Implementing an actuator
+++++++++++++++++++++++++++++++
To implement an actuator, the user should subclass the :class:`~Actuator` base class, and implement whatever properties and logic appropriate to the device. All methods that start the actuator (e.g. ``update()`` or ``move()``), should first call  ``self._start()`` to request a state switch to the ``moving`` state. As for detectors, actuators should either specify a static ``duration` and ``latency`` if known, or override these properties to return run-time values for the duration and latency.

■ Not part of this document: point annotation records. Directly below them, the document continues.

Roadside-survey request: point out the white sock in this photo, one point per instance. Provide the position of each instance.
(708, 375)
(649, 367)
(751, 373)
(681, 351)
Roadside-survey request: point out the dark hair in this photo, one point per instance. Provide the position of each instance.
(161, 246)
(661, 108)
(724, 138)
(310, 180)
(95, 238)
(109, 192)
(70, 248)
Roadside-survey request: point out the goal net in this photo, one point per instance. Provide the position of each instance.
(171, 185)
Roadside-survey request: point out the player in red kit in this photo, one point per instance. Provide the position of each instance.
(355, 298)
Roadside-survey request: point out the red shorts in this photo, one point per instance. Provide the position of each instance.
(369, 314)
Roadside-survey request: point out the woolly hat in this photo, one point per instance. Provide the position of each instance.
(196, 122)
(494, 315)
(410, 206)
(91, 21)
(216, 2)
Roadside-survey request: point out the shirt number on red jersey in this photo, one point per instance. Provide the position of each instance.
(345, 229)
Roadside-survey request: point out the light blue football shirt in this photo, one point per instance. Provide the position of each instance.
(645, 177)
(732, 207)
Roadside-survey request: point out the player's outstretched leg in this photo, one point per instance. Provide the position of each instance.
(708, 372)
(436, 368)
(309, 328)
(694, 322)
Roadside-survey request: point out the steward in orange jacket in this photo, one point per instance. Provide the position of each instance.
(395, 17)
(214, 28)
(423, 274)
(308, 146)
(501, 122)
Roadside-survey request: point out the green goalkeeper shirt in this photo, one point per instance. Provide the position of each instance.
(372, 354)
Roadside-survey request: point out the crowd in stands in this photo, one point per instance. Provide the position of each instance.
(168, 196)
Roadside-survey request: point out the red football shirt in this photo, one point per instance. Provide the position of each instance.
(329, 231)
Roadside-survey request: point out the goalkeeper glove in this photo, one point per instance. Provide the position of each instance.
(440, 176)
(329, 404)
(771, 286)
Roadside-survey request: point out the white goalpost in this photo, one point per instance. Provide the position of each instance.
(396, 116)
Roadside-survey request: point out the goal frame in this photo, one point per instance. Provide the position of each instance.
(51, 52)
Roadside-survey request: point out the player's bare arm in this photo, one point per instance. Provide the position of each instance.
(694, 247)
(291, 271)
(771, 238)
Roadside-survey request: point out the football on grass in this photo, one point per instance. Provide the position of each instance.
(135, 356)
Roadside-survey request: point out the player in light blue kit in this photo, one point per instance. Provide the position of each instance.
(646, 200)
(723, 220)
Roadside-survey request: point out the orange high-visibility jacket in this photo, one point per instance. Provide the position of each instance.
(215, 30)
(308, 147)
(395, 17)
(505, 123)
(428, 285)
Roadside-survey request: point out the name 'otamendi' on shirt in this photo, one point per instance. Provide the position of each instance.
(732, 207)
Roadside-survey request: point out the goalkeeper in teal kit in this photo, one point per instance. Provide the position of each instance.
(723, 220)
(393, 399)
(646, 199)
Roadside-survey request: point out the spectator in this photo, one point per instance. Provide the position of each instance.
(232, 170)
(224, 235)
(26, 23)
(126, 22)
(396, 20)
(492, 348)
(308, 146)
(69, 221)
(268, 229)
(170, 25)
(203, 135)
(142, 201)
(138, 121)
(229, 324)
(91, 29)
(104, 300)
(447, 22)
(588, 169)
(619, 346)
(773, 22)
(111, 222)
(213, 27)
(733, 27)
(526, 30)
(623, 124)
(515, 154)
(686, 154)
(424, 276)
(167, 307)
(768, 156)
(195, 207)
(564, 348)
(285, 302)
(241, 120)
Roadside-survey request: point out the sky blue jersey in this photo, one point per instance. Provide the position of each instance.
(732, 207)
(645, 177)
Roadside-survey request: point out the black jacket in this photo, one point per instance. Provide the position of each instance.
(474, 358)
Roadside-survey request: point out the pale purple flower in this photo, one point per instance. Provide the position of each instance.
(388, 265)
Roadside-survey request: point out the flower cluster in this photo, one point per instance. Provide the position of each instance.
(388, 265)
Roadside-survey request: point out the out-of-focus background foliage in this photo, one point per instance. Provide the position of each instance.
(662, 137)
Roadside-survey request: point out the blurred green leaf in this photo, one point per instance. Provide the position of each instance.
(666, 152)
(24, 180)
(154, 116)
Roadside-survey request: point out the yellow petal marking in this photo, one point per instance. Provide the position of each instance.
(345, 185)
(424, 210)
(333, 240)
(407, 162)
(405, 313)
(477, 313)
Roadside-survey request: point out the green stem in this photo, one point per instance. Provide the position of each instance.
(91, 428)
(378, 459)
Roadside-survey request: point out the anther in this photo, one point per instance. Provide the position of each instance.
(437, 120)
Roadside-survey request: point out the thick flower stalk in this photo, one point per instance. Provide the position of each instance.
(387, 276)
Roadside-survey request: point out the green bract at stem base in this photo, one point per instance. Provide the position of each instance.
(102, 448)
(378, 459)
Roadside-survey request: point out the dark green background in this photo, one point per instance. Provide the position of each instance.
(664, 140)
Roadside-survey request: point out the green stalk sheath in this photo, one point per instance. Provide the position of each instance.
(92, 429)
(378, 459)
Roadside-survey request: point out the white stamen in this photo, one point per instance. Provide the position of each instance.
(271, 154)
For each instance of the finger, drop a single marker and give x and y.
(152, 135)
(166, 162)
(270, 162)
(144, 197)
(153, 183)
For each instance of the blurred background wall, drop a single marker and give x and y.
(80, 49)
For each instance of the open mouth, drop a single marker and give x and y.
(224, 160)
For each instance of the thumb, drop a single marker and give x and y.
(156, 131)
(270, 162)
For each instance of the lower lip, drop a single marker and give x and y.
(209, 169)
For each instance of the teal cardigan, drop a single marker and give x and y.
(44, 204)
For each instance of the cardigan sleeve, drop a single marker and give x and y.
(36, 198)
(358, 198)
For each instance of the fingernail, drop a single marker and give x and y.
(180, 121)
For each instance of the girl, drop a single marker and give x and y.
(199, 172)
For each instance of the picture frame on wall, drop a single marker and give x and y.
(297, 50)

Similarly, if the duration of an action of the actuator is not known in advance, the class should override ``busy`` to poll for the action to complete.

Implementing new algorithms
--------------------------------------------------
The algorithms that are included in OpenWFS are implemented as classes with two common attribute: ``slm`` and ``feedback``, which respectively hold a :class:`~.PhaseSLM` object to control the SLM and a :class:`~Detector` object that returns the feedback signals used in the optimization. For algorithms that support optimizing multiple targets simulaneously, the ``feedback`` detector may return an array of values. As can be seen in the example in :numref:`hello-wfs`,  OpenWFS abstracts all hardware interactions in the calls to  ``slm.set_phases`` and ``feedback.trigger``, so the algorithm does not need to have any information on the nature of SLM or the origin of the feedback signal.
In addition, all algorithms have an ``execute()`` method that executes the algoritm and returns the measured transmission matrix, along with statistics about the measurements in a :class:`WFSResults` structure (see :numref:`section-troubleshooting`).
When implementing a new algorithm, it is perfectly acceptable to deviate from this convention. However, if an algorithm follows the convention described above, it can directly be wrapped in a :class:`WFSController` so that it can be used in Micro-Manager (see :numref:`section-micromanager`).